The proposed amendments to the interest exemption, if promulgated in the current format, do much more than close tax avoidance schemes. They may end up discouraging foreign investment in SA.
Generally, interest earned by a non-resident from a SA resident borrower will be sourced or deemed to be sourced in SA under section 9(6) of the Income Tax Act, 58 of 1962 (“the Act”) and will, therefore, be subject to SA income tax unless an exemption applies or an applicable double tax agreement (“DTA”) provides relief.
In terms of the proposed amendments, such interest will only be exempt from SA income tax if it is earned in respect of Government debt, instruments listed on the JSE, debt owed by a bank, debt owed by the South African Reserve Bank (“SARB”), debt owned by another non-resident (for example debt owned by a SA branch of a foreign company), the purchase or financing of goods imported to or exported from SA, dealer and brokerage accounts or certain interest distributed by certain collective investment schemes.
This means that interest earned by a non-resident on shareholder’s loans or through fiscally transparent investments funds such as private equity and hedge funds will, with effect from 1 March 2011, attract SA income tax.
A number of issues are not adequately dealt with in the proposed legislation and it is expected that some of these issues will be addressed in the next draft.
Furthermore, the limited exemption will not apply if the non-resident carries on business in SA through a PE situated in SA. This PE exclusion should only apply if the interest is attributable to the PE exclusion. If the local PE has no link to the interest earned by the non-resident, it is submitted that the interest should still qualify for the exemption.
The proposed legislation makes no exception for interest earned by a non-resident from a headquarter company. If the proposed headquarter company regime is to have any chance of success, it is submitted that the exemption must be expanded to include interest earned by a non-resident from a headquarter company.
The proposed legislation makes no provision for the collection of the income tax from the non-resident. There is no provision for a withholding mechanism.
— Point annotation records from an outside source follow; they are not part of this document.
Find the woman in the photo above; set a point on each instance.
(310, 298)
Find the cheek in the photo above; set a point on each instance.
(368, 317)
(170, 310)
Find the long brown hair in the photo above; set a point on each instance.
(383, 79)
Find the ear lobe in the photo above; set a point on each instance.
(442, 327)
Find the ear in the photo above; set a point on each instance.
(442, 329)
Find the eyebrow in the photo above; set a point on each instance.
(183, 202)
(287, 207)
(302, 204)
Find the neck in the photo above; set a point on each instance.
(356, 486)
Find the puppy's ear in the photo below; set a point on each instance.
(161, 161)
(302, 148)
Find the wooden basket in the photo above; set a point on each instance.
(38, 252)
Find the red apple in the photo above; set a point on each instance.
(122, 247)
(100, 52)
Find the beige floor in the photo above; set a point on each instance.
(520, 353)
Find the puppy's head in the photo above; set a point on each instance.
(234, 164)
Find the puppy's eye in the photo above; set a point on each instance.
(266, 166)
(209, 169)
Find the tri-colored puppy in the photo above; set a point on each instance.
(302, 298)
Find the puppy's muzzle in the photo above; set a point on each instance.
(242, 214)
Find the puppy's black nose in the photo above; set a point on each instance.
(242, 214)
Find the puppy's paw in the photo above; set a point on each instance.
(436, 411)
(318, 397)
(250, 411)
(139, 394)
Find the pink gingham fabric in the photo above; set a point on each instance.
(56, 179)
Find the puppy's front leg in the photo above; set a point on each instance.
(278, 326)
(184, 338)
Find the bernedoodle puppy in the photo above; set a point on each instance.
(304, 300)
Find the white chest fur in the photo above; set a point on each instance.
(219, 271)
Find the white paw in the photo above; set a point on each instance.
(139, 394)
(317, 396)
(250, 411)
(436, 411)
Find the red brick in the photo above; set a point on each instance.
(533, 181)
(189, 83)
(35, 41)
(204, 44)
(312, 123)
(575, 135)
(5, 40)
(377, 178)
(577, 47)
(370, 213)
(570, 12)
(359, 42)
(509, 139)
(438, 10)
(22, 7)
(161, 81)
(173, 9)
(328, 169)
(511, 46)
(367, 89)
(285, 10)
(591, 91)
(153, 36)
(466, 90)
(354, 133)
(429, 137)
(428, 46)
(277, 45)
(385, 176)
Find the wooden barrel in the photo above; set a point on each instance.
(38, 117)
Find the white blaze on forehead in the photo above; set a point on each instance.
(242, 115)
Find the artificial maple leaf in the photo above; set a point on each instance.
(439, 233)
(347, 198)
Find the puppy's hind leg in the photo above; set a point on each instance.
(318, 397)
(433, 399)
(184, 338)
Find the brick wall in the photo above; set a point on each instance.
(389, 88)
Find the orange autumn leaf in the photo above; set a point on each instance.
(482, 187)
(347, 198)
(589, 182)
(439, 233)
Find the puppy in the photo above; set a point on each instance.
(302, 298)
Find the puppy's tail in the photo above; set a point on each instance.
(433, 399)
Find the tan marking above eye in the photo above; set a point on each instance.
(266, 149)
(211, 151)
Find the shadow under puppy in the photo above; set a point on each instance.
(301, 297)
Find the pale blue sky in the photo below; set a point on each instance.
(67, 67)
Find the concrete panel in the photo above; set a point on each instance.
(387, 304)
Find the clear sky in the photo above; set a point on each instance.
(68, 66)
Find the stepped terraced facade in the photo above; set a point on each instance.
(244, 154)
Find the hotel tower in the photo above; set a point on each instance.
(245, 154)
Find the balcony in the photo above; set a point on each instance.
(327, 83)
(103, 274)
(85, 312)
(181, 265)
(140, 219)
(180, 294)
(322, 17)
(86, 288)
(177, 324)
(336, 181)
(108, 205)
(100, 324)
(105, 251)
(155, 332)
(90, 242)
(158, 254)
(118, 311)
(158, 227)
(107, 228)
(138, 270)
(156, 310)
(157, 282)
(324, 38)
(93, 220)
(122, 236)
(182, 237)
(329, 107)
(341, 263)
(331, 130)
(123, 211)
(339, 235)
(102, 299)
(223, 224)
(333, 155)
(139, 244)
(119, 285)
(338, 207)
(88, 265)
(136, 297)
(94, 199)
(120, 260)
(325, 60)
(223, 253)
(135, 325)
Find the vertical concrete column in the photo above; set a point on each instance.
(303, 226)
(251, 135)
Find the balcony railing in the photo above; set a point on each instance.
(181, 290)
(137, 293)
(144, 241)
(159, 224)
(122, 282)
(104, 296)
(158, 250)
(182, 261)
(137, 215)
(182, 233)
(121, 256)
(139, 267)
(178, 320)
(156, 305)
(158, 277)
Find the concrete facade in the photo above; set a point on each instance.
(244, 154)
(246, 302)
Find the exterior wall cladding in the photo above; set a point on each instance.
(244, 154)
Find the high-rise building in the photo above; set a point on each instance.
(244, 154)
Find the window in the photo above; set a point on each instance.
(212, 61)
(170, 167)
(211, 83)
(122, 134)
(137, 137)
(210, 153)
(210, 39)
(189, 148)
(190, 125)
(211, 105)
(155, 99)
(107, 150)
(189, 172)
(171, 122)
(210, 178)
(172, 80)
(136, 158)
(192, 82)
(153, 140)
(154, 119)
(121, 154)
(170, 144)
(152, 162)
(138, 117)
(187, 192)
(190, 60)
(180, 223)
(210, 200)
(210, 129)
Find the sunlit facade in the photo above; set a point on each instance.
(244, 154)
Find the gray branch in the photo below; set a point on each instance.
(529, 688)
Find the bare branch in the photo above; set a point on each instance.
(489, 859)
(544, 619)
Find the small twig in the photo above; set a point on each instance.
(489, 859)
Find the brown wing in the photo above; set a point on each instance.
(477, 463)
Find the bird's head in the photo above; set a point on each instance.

It appears that the non-resident will simply be required to register as a taxpayer in SA and be liable for income tax at a rate of 33% on the interest earned. In terms of general principles, the non-resident should be entitled to income tax deductions for the expenditure actually incurred in the production of the interest income. This can of course all be done by e-filing. However, unless the proposed legislation is amended to include clear rules on how the final tax liability will be calculated and collected, the South African Revenue Service (“SARS”) may have a difficult time enforcing the tax.
Interest earned by a non-resident from a SA branch of a foreign company, will continue to qualify for the exemption. Therefore, if a SA branch of a non-resident is funded by another foreign entity in the group, the non-resident investor has a better SA tax result than if the non-resident established a subsidiary in SA. Although, SA branches of foreign companies will in future be subject to the thin capitalisation rules, the favouring of SA branches over SA subsidiaries of foreign companies could not have been intended.
The proposed legislation applies in respect of any interest that accrues, is received, becomes payable or is deemed to have accrued on or after 1 March 2011. This means that it applies to existing debt instruments. Depending on the gross up provisions of existing instruments, SA borrowers may find that their cost of funding has increased significantly. This increased cost of funding may in turn result in the interest payable on the debt exceeding the exchange control limits and the interest payments approved by SARB at the time that the debt was introduced to SA, which may, in turn, result in the payment of the increased costs being illegal.
Finally, a number of the DTAs concluded by SA will provide relief from the proposed income tax on interest earned by non-residents provided that the interest is not attributable to a PE which the non-resident has in SA and that the non-resident is the beneficial owner of the interest. This includes some DTAs with so-called ‘tax havens’. Unless SARS embarks on another round of renegotiating DTAs to limit the relief for interest earned by non-residents, non-residents will be able to circumvent the tax by providing the funding through an entity tax which is resident in an appropriate DTA jurisdiction.
The real downside of the proposed legislation is that if routing the funding through an appropriate DTA jurisdiction is too costly or administratively burdensome, non-residents will simply increase the cost of funding to the SA resident borrowers or take their funding elsewhere.